Tools of the trade. A wall scraper and painter’s tape
How dark is the current colour compared to the new colour you’ve chosen? If the old paint is very dark and your new paint is light, you may need an undercoat or have to apply more coats of paint.
What’s the quality of the surface? Is it a nice smooth surface or is it a bit rough?
If you can’t decide on a colour scheme, get some sample pots and experiment.
Surface prep is time consuming but will give the end result a more professional look.
Remember, colours can look quite different in different lighting conditions, don’t just rely on looking at the paper samples in the shop.
Paint comes in a number of finishes from matt to gloss and are either acrylic or enamel or oil-based.
Flat paint hides flaws in old walls. A semi- or high-gloss paint works best on woodwork, such as door and window frames, and skirtings. Low-sheen is the most popular finish for walls.
Careful cutting in gives a much better finish.
Wear and tear is another point to consider. For example, high traffic areas or walls subjected to small sticky fingers will call for a tough, easy maintenance finish.
Most surfaces require two coats of paint, and if you’re painting over a dark colour or a new wall, you’ll probably need an undercoat.
That said, many paint companies now offer “one coat wonders”, so it’s worth having a good browse of the paint shelves.
Fantasy land: you will not look this cute or happy when you’re painting. Wear old clothes or overalls and cover your hair. Gloves are a good idea too.
You might be a wiz with a paint brush and roller, but all your efforts will be in vain if you haven’t meticulously prepared the surfaces.
Cover the floor
Be generous with the drop sheets, taping them to the walls so they don’t slide around. Make sure the drop sheets are tough enough to resist tearing if you’re going to be moving a ladder around.
Good lighting is essential to ensure even coats of paint.
Light and ventilation
Make sure you’ve got good even lighting where you’re working so you see what you’re doing clearly. Wall surfaces and paint colours will look different in different lighting conditions, especially if it’s daylight coming from a single window.
Use a good bright portable light for best results. And check what you’re doing from different angles in the room.
Whenever using chemicals and stirring up dust make sure you have plenty of fresh air.

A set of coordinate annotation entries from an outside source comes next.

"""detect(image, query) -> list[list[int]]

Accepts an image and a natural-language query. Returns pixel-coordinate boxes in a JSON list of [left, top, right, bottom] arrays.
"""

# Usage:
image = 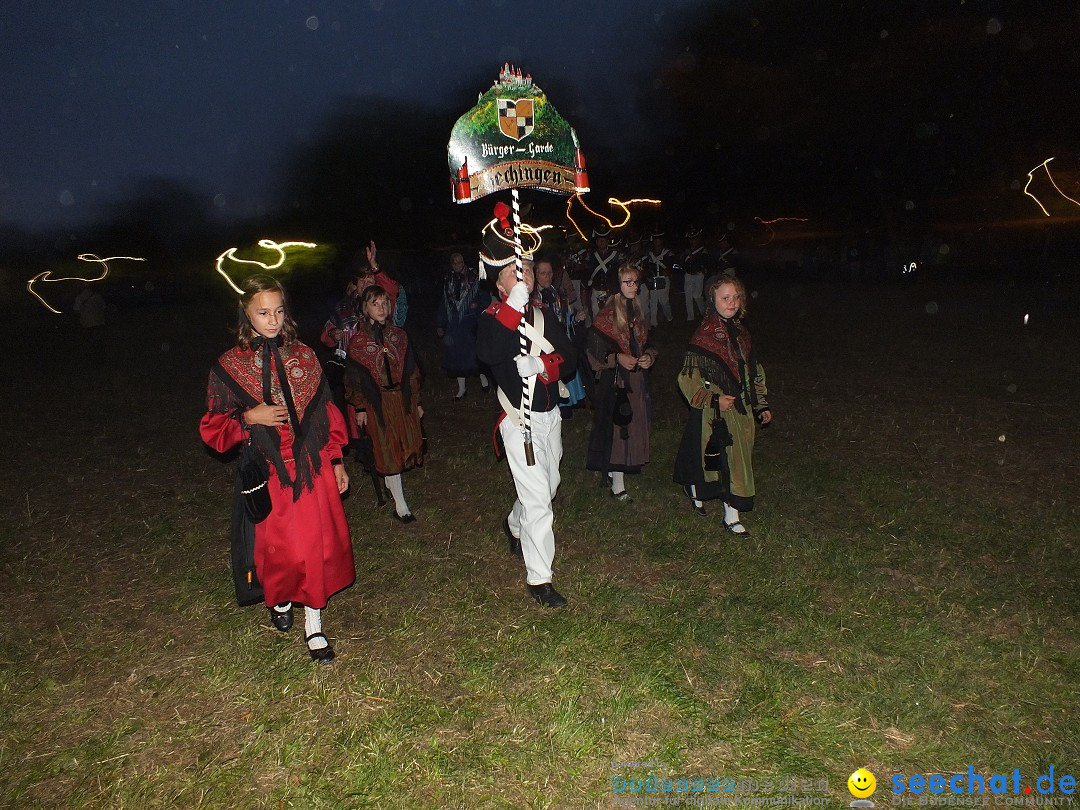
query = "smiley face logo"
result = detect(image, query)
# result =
[[848, 768, 877, 799]]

Move the ladder, don’t risk a fall or back strain by reaching too far.
Older walls will need any loose paint scraped off. Holes and cracks need scraped out to remove loose material and then patched with a suitable filler.
Blade scrapers are great for tidying up old paint jobs that left paint on window glass.
Be very careful painting over old paints, some of them are oil-based and cannot be painted over directly.
Not all fun and games: Don’t be fooled by DIY shows on TV, painting is hard work … hijinks with a paint roller in the an episode of The Block.
Water-based paint will stick to oil-based paints but only if the surface is prepared correctly. Get some professional advice on this one.
Filling and sanding
The rougher the overall wall surface is to begin with, the more your nice neat filled spots will stand out as shiny patches. Roughen up your patching a little if you want it to blend in.
Old, chipped woodwork will look exactly that if you don’t give it a really rigorous sand, starting with coarse sandpaper and finishing with a fine grade.
Use a smaller bucket to carry with you as you paint.
Give the walls a good sand over rough or shiny surfaces too and a quick sand over all the rest.
Vacuum up all the dust and lose bits of paint and plaster once you have finished preparing the surfaces.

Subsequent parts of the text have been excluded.